When i ran an import against my library it ate up all 256G of ram, and after 2 hours crashed. Import per directory works though. IS there a method to throttle import to chunks ? or will a for i loop script for each dir accomplish this ?
There is already a certain amount of throttling since the number of pending tasks for each stage of the importer is limited (to a fairly large value). I don’t see how this number of tasks could use as much RAM. So additional throttling is probably not solving the problem. More likely something (a plugin?) is keeping references to the tasks beyond the import process. Anyway, I’m just speculating here without further details. You might want to try disabling plugins and see whether the issue persists.
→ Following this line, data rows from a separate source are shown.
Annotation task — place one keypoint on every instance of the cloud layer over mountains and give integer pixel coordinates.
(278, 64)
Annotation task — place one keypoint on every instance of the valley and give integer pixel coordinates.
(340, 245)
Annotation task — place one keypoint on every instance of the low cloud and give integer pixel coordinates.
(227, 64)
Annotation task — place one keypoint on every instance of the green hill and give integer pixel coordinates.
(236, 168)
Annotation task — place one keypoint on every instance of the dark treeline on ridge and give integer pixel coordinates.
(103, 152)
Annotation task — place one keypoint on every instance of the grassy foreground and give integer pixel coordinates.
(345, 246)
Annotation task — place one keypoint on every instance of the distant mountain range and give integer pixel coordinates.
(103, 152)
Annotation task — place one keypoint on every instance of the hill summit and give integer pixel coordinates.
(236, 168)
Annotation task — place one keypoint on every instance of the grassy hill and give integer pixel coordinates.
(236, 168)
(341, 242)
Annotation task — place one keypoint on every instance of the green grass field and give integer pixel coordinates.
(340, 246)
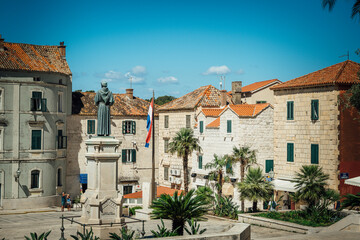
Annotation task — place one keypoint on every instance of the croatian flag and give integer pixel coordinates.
(149, 123)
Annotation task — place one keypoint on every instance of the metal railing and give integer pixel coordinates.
(84, 225)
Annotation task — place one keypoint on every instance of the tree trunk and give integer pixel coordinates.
(185, 170)
(180, 225)
(254, 206)
(242, 174)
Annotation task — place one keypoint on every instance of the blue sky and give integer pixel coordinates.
(175, 47)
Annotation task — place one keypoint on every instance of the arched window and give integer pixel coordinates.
(35, 179)
(59, 177)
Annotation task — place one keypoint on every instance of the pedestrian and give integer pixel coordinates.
(63, 201)
(68, 202)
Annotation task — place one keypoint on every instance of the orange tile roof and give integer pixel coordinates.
(159, 191)
(28, 57)
(257, 85)
(214, 124)
(344, 73)
(83, 104)
(206, 96)
(249, 110)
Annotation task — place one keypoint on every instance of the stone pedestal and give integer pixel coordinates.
(102, 200)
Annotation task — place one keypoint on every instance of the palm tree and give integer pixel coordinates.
(219, 163)
(355, 8)
(184, 144)
(179, 208)
(245, 156)
(310, 184)
(254, 187)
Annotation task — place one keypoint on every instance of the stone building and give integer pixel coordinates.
(181, 113)
(128, 124)
(312, 126)
(35, 99)
(221, 129)
(259, 92)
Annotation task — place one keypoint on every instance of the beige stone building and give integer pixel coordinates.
(310, 126)
(128, 124)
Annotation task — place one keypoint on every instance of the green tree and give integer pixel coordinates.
(179, 208)
(254, 187)
(245, 156)
(184, 143)
(219, 163)
(310, 184)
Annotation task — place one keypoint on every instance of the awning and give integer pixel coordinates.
(353, 181)
(283, 185)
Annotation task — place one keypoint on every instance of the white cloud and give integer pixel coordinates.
(169, 79)
(138, 70)
(217, 70)
(113, 75)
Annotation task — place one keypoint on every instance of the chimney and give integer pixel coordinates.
(129, 93)
(223, 97)
(62, 50)
(236, 92)
(1, 44)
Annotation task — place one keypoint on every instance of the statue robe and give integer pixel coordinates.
(104, 99)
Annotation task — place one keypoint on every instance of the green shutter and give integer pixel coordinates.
(200, 162)
(290, 152)
(314, 154)
(133, 155)
(133, 127)
(229, 126)
(36, 139)
(123, 157)
(269, 165)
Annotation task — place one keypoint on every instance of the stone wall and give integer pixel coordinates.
(303, 132)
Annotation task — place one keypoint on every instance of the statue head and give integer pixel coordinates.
(103, 83)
It is generally a good practice to post at least your beets config when reporting such issues.
The for-loop would work too, of course.
beet config
directory: /cloud/music
library: ~/data/musiclibrary.db
threaded: yes
import:
copy: no
write: yes
move: yes
autotag: yes
log: ~/beetslog.txt
incremental: yes
quiet: yes
original_date: yes
per_disc_numbering: yes
embedart:
auto: yes
art_filename: albumart
plugins: mbcollection inline fetchart lastgenre rewrite fromfilename bucket
mbcollection:
auto: yes
collection: library
remove: no
pluginpath: ~/data/
ui:
color: yes
paths:
default: $albumartist/$album/$track $title
singleton: $albumartist/$artist - $title
comp: $albumartist/$album/$track $title
albumtype:soundtrack: Soundtracks/$album/$track $title
duplicate_action: keep
musicbrainz:
user: nnn
pass: REDACTED
auto: yes
collection: library
fetchart:
auto: yes
cautious: yes
sources: filesystem coverart itunes amazon albumart
minwidth: 0
maxwidth: 0
quality: 0
enforce_ratio: no
cover_names:
- cover
- front
- art
- album
- folder
google_key: REDACTED
google_engine: 001442825323518660753:hrh5ch1gjzm
fanarttv_key: REDACTED
lastfm_key: REDACTED
store_source: no
high_resolution: no
lastgenre:
auto: yes
source: album
whitelist: yes
min_weight: 10
count: 1
fallback:
canonical: no
force: yes
separator: ', '
prefer_specific: no
title_case: yes
replace:
'[\\/]': _
^\.: _
'[\x00-\x1f]': _
'[<>:"\?\*\|]': _
\.$: _
edit:
itemfields:
- album
- albumartist
- artist
- track
- title
- year
albumfields:
- albumartist
- album
- year
- albumtype
match:
strong_rec_thresh: 0.04
medium_rec_thresh: 0.25
rec_gap_thresh: 0.25
max_rec:
source: strong
artist: strong
album: strong
media: strong
mediums: strong
year: strong
country: strong
label: strong
catalognum: strong
albumdisambig: strong
album_id: strong
tracks: strong
missing_tracks: medium
unmatched_tracks: medium
track_title: strong
track_artist: strong
track_index: strong
track_length: strong
track_id: strong
chroma:
auto: no
bucket:
bucket_alpha:
- _
- A
- B
- C
- D
- E
- F
- G
- H
- I
- J
- K
- L
- M
- N
- O
- P
- Q
- R
- S
- T
- U
- V
- W
- X
- Y
- Z
bucket_alpha_regex:
_: ^[^A-Z]
bucket_year: []
extrapolate: no
pathfields: {}
item_fields: {}
album_fields: {}
rewrite: {}
I had a very brief look at the code of those plugins and didn’t see any obvious way that they would leak memory. If you want to debug this further, I’d nevertheless suggest to attempt a large import with all plugins disabled in order to narrow down on the culprit.
I guess that by far the easiest way forward for you would be the for-loop.
Some more thoughts on debugging: If it’s not one of the plugins, I think the next step forward would be to build a test case that generates such huge import sessions (maybe stub out importer.read_tasks
instead of actually generating thousands or millions of files?) and then hook up Python’s tracemalloc
in the album_imported
event to detect the site where the leaking memory is allocated. Such a test case would be nice to have in general, so I did put it on my todo-list, but I don’t think I’ll look into it anytime soon.